The site is a very beautiful one -- with a small series of crags in a rough paddock which is surrounded by green cultivated fields. The outcrop -- or series of outcrops -- called Garn Turne is made of the volcanic rocks of the Sealyham Volcanic Formation, intruded into or resting above dark grey silty shales and mudstones of Arenig (Ordovician) age. The rocks are older than the Fishguard Volcanic Formation -- green-grey in colour and with a rough knobbly surface texture. The rocks are classified as andesite and dacite lava and hyaloclastite, with some interbedded tuffaceous mudstones.
The crags consist of a series of vast detached and tumbledown blocks resting on bedrock outcrops with small cliff faces. Right across the paddock there are hundreds of other boulders and detached blocks, many of which are in approximately their "original" positions and others which have been moved downslope by slope processes over hundreds of thousands of years and possibly by Anglian ice action as well.
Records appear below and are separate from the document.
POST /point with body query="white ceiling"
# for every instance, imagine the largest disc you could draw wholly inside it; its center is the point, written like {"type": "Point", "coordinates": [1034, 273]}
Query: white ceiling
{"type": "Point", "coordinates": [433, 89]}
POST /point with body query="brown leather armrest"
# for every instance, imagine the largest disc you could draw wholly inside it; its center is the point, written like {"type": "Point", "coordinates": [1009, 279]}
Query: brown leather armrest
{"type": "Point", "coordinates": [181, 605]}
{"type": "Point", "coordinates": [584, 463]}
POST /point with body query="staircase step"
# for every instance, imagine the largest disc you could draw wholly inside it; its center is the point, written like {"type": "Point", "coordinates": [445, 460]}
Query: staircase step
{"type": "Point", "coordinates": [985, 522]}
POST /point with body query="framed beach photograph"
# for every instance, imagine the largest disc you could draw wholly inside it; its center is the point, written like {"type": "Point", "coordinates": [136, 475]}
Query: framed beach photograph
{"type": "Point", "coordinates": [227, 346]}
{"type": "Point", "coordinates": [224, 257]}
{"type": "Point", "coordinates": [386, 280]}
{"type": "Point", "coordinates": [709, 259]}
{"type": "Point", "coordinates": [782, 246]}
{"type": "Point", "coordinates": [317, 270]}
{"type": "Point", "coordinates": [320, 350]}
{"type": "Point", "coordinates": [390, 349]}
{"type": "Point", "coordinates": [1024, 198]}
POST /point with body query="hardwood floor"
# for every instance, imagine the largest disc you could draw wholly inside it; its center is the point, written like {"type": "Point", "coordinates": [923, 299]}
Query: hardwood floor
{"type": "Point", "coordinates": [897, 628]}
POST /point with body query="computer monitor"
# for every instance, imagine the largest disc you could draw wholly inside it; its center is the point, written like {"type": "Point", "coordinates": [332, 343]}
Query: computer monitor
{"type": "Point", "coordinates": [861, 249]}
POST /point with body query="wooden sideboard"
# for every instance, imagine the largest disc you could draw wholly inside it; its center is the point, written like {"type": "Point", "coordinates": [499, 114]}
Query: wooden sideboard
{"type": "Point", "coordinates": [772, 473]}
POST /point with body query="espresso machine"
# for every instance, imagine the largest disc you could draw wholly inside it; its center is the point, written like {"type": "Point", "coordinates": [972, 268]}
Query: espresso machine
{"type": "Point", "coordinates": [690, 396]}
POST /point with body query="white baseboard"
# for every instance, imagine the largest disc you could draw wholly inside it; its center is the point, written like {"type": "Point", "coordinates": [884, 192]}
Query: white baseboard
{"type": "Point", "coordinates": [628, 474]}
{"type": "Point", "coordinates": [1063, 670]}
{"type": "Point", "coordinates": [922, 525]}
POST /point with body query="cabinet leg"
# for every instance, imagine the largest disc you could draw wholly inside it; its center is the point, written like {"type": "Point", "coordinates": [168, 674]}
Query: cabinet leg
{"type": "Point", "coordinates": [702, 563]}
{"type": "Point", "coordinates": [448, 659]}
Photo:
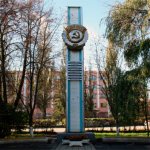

The famous earthfast dolmen excavated by Colin Richards and others a couple of years ago is just a huge slab of bedrock weighing more than 60 tonnes with other stones moved into position around it. Colin thought originally that the big "capstone" (if that is the right word) was quarried from the rock outcrops 50 - 100m upslope and moved to its lower position by the cromlech builders; but he seems now to have abandoned that idea. I agree that it was used where it was found, with a burial "chamber" simply excavated beneath it. The forecourt faces NE -- for the simple reason that that was the natural direction in which the stone "faced" when it was embedded in the ground.
The smaller stones do not appear to have been shaped at all by the men who placed them into position-- they have sub-rounded edges but rough and irregular outlines. Some of them have probably been moved a short distance by ice -- so they have again been used more or less where found.